Silver Spirit Cruise Photos
Palma de Mallorca (4)
The first thing we saw after leaving the station was the Sóller Tram, which runs between the town of Sóller and the Port de Sóller. The electric tramway opened in 1913, about a year and a half later than the Palma-Sóller railroad line.
Three of the line's current trams date back to the line's inauguration, and another five are vintage streetcars from Lisbon, Portugal that have been adapted to the Sóller line's 914mm (3-foot) gauge.
We don't know if this city-owned car's dents were caused by the tram, but we do think the driver was optimistic in parking alongside the tracks. (We like the car's livery, which makes it look like a children's toy version of a taxicab.)

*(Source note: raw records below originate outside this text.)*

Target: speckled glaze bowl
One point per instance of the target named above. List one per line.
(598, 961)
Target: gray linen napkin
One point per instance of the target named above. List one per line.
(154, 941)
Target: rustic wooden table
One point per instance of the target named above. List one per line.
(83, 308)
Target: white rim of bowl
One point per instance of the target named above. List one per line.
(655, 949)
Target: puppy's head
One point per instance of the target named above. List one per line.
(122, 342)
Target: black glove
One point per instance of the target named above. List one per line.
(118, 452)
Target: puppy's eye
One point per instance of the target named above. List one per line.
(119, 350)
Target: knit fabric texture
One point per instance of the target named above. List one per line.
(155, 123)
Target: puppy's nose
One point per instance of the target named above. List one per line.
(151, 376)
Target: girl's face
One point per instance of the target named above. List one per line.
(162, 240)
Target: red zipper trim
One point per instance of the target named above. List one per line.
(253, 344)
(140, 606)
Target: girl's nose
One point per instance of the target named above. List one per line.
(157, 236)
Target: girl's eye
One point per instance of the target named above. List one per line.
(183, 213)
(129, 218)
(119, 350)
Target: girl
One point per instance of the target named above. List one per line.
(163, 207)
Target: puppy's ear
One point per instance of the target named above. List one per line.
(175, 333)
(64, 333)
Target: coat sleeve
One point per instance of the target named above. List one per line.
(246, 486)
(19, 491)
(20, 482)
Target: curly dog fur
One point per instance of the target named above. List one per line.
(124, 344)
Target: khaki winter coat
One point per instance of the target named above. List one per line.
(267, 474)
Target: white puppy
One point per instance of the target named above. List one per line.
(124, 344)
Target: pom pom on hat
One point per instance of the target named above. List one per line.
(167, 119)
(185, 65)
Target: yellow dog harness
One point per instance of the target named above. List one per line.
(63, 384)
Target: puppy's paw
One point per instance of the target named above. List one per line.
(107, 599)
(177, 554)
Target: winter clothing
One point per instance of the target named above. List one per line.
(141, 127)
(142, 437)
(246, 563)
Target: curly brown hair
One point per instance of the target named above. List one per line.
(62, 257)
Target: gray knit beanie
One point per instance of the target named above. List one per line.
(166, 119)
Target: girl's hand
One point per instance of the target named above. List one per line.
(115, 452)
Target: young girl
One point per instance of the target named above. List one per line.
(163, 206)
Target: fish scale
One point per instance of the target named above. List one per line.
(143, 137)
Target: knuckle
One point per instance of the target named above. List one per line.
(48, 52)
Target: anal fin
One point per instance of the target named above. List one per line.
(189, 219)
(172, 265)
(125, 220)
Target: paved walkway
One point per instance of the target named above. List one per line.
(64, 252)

We had about an hour's free time before we had to catch our bus back to Palma, so we followed the tram to Sóller's cathedral square, which was only a couple of minutes from the railroad station. The square was filled with tourists, elderly café-sitters, and children with soccer balls and bikes.

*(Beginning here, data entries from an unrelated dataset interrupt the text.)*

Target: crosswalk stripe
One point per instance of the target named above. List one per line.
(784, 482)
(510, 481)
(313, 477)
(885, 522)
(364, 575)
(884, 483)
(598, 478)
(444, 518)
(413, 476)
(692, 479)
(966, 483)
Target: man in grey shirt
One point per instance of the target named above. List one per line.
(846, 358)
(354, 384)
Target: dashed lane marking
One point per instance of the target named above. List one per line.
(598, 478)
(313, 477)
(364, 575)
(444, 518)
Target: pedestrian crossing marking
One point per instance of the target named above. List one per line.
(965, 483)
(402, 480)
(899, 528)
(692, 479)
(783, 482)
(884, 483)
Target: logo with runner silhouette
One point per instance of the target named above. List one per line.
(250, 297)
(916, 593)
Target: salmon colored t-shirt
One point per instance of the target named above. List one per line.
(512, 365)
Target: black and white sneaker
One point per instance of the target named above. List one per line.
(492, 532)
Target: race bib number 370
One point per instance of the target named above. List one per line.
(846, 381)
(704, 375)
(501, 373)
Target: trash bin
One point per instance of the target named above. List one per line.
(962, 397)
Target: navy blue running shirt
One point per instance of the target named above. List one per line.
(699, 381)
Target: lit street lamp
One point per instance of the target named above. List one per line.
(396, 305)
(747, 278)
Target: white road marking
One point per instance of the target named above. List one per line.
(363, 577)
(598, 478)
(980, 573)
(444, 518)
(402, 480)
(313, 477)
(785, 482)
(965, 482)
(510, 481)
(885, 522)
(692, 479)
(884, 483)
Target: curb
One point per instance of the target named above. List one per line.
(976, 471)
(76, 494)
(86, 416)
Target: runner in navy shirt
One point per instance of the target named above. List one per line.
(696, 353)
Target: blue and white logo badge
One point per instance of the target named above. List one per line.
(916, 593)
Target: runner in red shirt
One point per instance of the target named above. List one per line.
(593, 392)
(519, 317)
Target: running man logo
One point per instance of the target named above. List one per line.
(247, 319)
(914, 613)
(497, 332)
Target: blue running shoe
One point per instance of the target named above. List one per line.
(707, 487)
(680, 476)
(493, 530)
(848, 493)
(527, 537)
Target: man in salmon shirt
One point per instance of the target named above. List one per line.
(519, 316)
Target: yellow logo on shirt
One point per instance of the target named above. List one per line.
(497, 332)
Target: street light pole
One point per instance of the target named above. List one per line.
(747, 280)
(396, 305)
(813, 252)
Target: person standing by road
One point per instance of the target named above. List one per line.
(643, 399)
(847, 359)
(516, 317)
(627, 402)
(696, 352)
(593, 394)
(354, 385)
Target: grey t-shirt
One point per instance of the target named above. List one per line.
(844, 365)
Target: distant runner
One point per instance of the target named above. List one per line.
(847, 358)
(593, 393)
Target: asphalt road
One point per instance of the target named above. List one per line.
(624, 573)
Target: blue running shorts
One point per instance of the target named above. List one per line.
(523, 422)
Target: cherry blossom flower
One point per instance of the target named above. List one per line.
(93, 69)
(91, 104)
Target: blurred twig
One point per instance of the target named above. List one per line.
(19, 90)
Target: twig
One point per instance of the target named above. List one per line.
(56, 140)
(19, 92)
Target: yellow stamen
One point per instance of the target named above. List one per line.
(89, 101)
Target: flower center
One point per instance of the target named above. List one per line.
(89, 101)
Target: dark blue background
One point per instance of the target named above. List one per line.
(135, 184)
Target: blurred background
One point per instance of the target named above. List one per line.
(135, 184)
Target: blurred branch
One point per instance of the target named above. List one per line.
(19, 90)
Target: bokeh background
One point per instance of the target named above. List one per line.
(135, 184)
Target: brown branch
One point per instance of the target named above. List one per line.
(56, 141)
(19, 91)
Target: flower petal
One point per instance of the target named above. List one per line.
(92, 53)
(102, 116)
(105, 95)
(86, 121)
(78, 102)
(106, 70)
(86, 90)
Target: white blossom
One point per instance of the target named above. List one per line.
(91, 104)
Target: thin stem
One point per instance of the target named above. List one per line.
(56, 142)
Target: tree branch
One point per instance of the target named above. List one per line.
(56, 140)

After we'd paid a visit and left a donation in the Cathedral, Cheryl picked up a religious pamphlet as a souvenir.
Next, we expored a street that was labeled "Commercial Center." (The sign, in Mallorquín, had been supplied by the local merchants' association.) Because it was a holiday, most shops were closed, but a few had stayed open for tourists.
Since we were in a holiday mood, as opposed to a shopping
frame of mind, we continued into the surrounding neighborhood, which was so
quiet that the residents must have been sleeping, dead, or at the beach.
It appeared that not a creature was stirring, not even a mouse, inside this stone dwelling just beyond the town center.
Except for the tile street sign in Catalan, this building
reminded us of Venice, Italy
with its crumbling stucco and streaky pastel tones.